Gedeputeerden Vlaamse provincies maken komaf met de ‘betonstop’

BRUSSEL – De Vlaamse regering keurde in juli vorig jaar de strategische visie van het Beleidsplan Ruimte Vlaanderen (BRV) goed. Dit dient als richtlijn voor het toekomstig ruimtelijk beleid in Vlaanderen. In het BRV krijgen de provinciebesturen een bovenlokale en streekgerichte rol toebedeeld. Ze krijgen de ruimte om een eigen strategisch ruimtelijk beleid op te maken in de vorm van een Provinciaal Beleidsplan Ruimte.

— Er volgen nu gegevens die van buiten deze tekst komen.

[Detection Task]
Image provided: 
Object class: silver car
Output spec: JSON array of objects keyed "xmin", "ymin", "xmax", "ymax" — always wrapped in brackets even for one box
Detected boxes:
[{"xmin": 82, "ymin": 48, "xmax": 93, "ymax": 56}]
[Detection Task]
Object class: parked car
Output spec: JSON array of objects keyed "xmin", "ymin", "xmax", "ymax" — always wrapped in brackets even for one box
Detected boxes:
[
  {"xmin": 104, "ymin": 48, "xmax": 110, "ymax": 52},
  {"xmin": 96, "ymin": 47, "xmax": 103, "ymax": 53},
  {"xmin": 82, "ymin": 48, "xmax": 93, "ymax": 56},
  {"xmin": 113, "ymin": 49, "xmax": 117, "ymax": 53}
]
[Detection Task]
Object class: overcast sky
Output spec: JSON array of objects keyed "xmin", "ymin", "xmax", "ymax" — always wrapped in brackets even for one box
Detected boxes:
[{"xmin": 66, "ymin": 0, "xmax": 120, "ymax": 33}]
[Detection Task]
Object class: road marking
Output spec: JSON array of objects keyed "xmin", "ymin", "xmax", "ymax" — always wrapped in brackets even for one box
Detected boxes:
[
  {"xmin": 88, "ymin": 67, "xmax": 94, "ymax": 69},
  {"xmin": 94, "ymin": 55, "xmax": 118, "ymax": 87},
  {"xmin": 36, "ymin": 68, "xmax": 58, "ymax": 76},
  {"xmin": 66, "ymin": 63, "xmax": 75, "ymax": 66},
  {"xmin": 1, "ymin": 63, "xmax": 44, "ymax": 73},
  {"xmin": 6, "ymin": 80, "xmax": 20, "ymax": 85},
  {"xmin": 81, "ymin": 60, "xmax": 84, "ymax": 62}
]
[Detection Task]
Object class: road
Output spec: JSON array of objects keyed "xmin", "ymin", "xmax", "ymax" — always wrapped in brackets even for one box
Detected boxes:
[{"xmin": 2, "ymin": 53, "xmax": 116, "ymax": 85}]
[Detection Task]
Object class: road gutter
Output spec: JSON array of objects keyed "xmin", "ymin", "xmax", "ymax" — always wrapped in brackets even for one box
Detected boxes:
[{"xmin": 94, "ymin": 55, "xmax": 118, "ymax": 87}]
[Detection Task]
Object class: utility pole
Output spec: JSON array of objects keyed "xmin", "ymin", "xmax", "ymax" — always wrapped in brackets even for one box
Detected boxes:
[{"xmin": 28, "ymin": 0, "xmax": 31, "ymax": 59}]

De vijf Vlaamse provinciebesturen startten gezamenlijk met de opmaak van een Provinciaal Beleidsplan Ruimte. In het vernieuwd provinciaal ruimtelijk beleid gaan de provinciebesturen niet alleen over bestuurlijke grenzen heen maar ook over beleidsdomeinen. Ann Schevenels (OpenVLD), voorzitter van de Vereniging van Vlaamse Provincies en gedeputeerde in Vlaams-Brabant (midden op de foto): ‘In onze gemeenschappelijke ambitie worden er een aantal overeenkomstige uitgangspunten gehanteerd: duurzaam omgaan met de beschikbare ruimten, streven naar een efficiënt ruimtegebruik en een koppeling maken tussen ruimtelijke ontwikkelingen en duurzame mobiliteit, rekening houdend met de kwetsbaarheden van onze natuurlijke omgeving. We hebben niet gewacht op het startschot van Vlaanderen. Alle provincies zijn al eerder aan het werk gegaan. Bovendien werken wij als provincies op hetzelfde niveau als Vlaanderen. Het is niet zo dat zij boven ons zouden staan.’

‘Het is uniek dat de provincies gaan samenwerken in verband met Ruimtelijke Ordening. Wij krijgen een bovenlokale en streekgerichte rol. Bedoeling is om op maat te werken per provincie en tevens gebiedsgericht. Deze doelstellingen zullen in de toekomst nog aan belang toenemen. De samenstelling van de bevolking is aan het wijzigen. In 2030 zal mijn provincie 80 000 nieuwe inwoners tellen. We zullen tussen de 40 à 45 000 nieuwe woongelegenheden moeten creëren. Dat wordt een hele uitdaging. De samenstelling van de gezinnen verandert. Ze zullen steeds kleiner worden, het klimaat wijzigt, er is de mobiliteitsdruk en de open ruimte komt in gevaar door de zogenaamde betonstop, die belemmerd dat er nog mag worden gebouwd.’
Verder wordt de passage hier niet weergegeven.